Price of the new book: €14.15
A postmodern visionary who is also a master of genre styles, David Mitchell combines flat-out adventure, a Nabokovian tradition of puzzles, a keen eye for character, and a taste for the revision of the philosophical and scientific mind in the tradition of Umberto Eco, Haruki Murakami, and Philip K. Dick. The result is brilliantly original fiction as profound as it is playful. Now in his new novel, David Mitchell explores with daring artistry fundamental questions of reality and identity.
Cloud Atlas begins in 1850 with Adam Ewing, an American notary, moving from Chatham Isles to his home in California. Along the way, Ewing falls in love with a physician, Dr. Goose, who begins treating him for a rare species of brain parasite. . . .
Abruptly, the action jumps to Belgium in 1931, where Robert Frobisher, a disinherited bisexual composer, contrives his way into the household of an infirm maestro who has a beguiling wife and a nubile daughter. . . . From there we jump to the West Coast in the 1970s and a troubled reporter named Luisa Rey, who stumbles into a web of corporate strike and murder that threatens to claim her life. . . . And onward, with dazzling virtuosity, to an inglorious present-day England; to a Korean superstate of the near future where neocapitalism has run amok; and, finally, to a postapocalyptic Iron Age Hawaii in the last days of history.

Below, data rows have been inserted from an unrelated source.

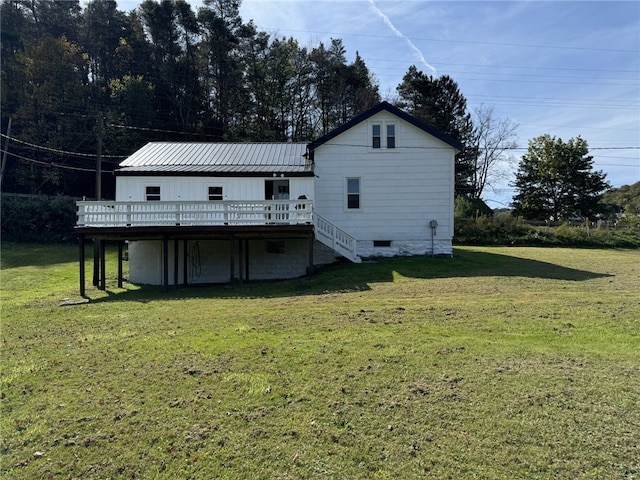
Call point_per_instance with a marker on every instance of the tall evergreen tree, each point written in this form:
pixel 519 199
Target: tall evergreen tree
pixel 439 102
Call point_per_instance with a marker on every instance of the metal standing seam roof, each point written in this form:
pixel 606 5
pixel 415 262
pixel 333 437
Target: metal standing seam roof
pixel 219 158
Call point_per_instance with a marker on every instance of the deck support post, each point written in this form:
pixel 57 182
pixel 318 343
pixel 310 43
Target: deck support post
pixel 165 262
pixel 120 249
pixel 310 253
pixel 81 259
pixel 232 266
pixel 103 276
pixel 185 262
pixel 246 259
pixel 96 262
pixel 176 247
pixel 240 260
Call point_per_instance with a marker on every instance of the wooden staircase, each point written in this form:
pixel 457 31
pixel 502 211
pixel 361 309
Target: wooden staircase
pixel 335 238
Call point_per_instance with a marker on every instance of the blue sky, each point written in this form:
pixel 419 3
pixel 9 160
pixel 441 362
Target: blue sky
pixel 563 68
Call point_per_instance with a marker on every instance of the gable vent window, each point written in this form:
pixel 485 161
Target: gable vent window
pixel 152 194
pixel 376 136
pixel 391 135
pixel 215 193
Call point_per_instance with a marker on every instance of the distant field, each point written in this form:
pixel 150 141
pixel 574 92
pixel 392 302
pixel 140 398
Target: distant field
pixel 499 363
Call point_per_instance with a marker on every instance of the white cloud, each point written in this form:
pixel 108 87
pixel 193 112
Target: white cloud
pixel 412 45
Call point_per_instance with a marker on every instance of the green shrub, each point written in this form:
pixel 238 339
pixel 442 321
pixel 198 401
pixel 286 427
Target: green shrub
pixel 38 219
pixel 507 230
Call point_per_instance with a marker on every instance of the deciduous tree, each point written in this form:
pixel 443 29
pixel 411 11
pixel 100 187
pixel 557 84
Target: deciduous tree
pixel 555 181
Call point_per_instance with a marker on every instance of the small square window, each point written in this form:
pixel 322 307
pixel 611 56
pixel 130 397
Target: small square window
pixel 376 136
pixel 391 136
pixel 152 194
pixel 275 246
pixel 353 193
pixel 215 193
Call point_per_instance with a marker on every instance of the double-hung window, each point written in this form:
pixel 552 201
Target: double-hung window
pixel 353 193
pixel 152 193
pixel 383 135
pixel 391 135
pixel 375 132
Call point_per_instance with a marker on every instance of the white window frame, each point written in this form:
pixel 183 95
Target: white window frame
pixel 375 125
pixel 394 136
pixel 383 138
pixel 209 194
pixel 348 193
pixel 147 194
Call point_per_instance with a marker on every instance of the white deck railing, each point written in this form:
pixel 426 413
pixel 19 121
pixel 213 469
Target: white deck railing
pixel 265 212
pixel 146 214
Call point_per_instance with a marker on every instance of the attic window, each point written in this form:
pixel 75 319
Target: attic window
pixel 152 194
pixel 215 193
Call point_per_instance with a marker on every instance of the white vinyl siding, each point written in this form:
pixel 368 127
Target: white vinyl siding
pixel 353 193
pixel 183 188
pixel 405 187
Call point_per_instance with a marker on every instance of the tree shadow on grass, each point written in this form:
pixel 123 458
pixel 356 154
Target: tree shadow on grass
pixel 347 277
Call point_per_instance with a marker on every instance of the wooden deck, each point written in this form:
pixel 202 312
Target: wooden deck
pixel 109 214
pixel 235 221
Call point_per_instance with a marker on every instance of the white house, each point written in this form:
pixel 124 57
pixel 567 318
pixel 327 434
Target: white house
pixel 380 185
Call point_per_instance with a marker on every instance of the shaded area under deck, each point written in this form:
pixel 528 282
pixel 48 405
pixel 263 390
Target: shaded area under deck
pixel 237 236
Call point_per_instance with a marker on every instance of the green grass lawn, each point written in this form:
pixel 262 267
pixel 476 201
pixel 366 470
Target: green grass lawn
pixel 497 363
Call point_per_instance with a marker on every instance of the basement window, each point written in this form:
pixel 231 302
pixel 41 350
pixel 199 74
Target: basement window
pixel 276 247
pixel 152 194
pixel 381 243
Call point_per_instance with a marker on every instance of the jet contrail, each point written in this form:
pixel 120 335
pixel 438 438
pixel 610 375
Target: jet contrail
pixel 386 20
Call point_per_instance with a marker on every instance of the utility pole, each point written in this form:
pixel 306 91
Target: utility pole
pixel 4 153
pixel 99 160
pixel 96 242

But the story doesn't end there. The narrative then boomerangs back through centuries and space, returning by the same route, in reverse, to its starting point. Along the way, Mitchell reveals how her silly characters connect, how their fantasies intertwine, and how their souls drift through time like clouds across the sky.
As wild as a video game, as mysterious as a Zen koan,
Cloud Atlas is an unforgettable tour de force that, like its incomparable author, has transcended its cult classic status to become a worldwide phenomenon.